Bonne pioche, en reprenant un pitch sensiblement proche de celui du raté - pour être poli - Babyphone d'Olivier Casas (un diner tourne au cauchemar quand chacun doit laisser son téléphone sur la table en évidence, et lire à voix haute chaque message lors de sa réception), Le Jeu incarne une comédie aussi intelligente qu'elle est vive et jubilatoire, un véritable petit massacre entre amis façon huis clos comico-dramatique dans la droite lignée du Prénom - voire même du Carnage de Polanski.

Partant sur un postulat aussi pessimiste et réaliste qu'il est accrocheur - tout le monde à des petits secrets dont le smartphone est le totem loin d'être infaillible -, avant de graduellement monté en puissnce, Cavayé fait vriller les certitudes et les faux-semblants de tous ses personnages aisés au sein d'un jeu ludique ou l'intimité se fait groupe, pour le meilleur et surtout le pire.
Vrai film sur l'amitié (notamment dans l'image que l'on peut s'en faire, souvent loin de la réalité) au suspense étonnant (on en attendait pas moins du cinéaste), le métrage interroge surtout, par le rire et l'émotion (sincère), son auditoire sur la nature auto-destructrice de l'être humain, cette notion de pulsion contradictoire et incompréhensible chez certains (beaucoup ?) arrivés à un carrefour de leur vie, préférant embrasser à plein poumon le petit " piment " qui leur manque supposément et de fuir les petits soucis d'un quotidien plus ou moins insatisfaisant - mais parfait en apparence - plutôt que de les régler.
[CRITIQUE] : Le Jeu

Brassant une multitude de cas de figure (l'adultère, le mensonge, la trahison, notre dépendance abusive à la technologie moderne,...), porté par une mise en scène théâtrale aussi juste et à propos que la partition impliquée de son brillant casting (le couple Bérénice Bejo/Stéphane De Groodt et Suzanne Clement en tête) et leur timing comique au poil, Le Jeu est un délice de dramédie subtile, drôle, tendu et (presque) thérapeutique, un moment de cinéma enchanteur qui s'invite au diner pour mieux mettre les pieds dans le plat et mettre les convives dans l'embarras.

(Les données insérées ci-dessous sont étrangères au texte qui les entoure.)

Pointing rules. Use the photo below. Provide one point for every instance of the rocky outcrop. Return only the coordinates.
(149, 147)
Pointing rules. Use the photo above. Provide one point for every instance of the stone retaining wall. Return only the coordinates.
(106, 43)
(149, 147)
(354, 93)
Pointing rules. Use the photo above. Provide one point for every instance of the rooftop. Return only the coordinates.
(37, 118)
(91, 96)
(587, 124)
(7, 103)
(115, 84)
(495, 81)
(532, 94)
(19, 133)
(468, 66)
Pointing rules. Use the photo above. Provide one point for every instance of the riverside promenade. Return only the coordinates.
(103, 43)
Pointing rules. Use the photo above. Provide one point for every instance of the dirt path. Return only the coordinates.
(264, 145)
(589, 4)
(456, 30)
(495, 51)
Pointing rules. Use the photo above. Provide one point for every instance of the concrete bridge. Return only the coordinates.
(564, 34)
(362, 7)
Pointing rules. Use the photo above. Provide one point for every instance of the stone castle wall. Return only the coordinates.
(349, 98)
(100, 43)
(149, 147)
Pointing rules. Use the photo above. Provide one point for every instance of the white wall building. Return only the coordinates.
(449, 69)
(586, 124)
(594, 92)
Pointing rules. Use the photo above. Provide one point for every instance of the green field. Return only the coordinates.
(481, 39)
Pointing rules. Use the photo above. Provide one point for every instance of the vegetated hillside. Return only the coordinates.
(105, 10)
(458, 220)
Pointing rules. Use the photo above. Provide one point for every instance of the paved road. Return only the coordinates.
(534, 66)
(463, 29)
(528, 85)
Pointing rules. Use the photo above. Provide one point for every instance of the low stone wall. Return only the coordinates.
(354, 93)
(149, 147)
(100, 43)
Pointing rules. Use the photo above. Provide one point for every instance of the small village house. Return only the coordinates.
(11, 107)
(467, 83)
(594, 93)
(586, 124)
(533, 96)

Beaucoup pourront critiquer - sans trop avoir tort - son classicisme et le manque de crédibilité de sa soirée apocalyptico-crepusculaire, mais il n'y a pourtant rien de plus agréable que de se laisser porter par ce jeu infiniment risqué et grinçant mais, surtout, follement jouissif (oui, le jeu en vaut la chandelle... pardon).